Ingredients
Method
- Mix the marinade.
- In a medium bowl, whisk together the soy sauce, sesame oil, brown sugar, rice vinegar, ginger, garlic, and red pepper flakes until the sugar has dissolved.
- Marinate the chicken.
- Place the chicken thighs in a bowl or zip-top bag, pour the marinade over them, and coat everything well. Refrigerate for at least 30 minutes. The source says you can marinate longer for deeper flavor.
- Preheat the grill.
- Heat the grill to medium-high and oil the grates lightly so the chicken does not stick.
- Grill the chicken.
- Remove the chicken from the marinade, letting the excess drip off, and discard the used marinade. Grill the thighs for 6 to 8 minutes per side until they have clear grill marks and the internal temperature reaches 165°F.
- Rest, then garnish.
- Let the cooked chicken rest for a few minutes so the juices redistribute, then finish with chopped green onions and sesame seeds before serving.
Notes
Marinating longer gives you stronger flavor. The source specifically suggests going up to 12 hours or even overnight if you want more depth in the finished chicken.

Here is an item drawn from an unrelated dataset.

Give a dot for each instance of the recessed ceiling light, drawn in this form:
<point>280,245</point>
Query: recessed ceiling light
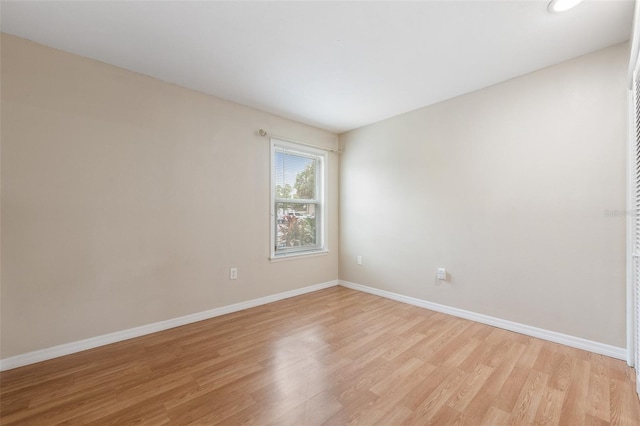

Resting the chicken after grilling is not optional if you want the best texture. The page points out that this helps keep the meat juicy by allowing the juices to settle back into the chicken.
If you want more heat, add extra red pepper flakes or stir some gochujang into the marinade. The recipe notes mention both as easy ways to make the flavor bolder and spicier.
Fresh herbs can brighten the whole dish. The page suggests chopped cilantro or basil as optional finishing touches, which gives the chicken a fresher edge.
A meat thermometer is especially useful here. The recipe recommends cooking until the chicken reaches 165°F, which helps you avoid dry chicken or undercooking.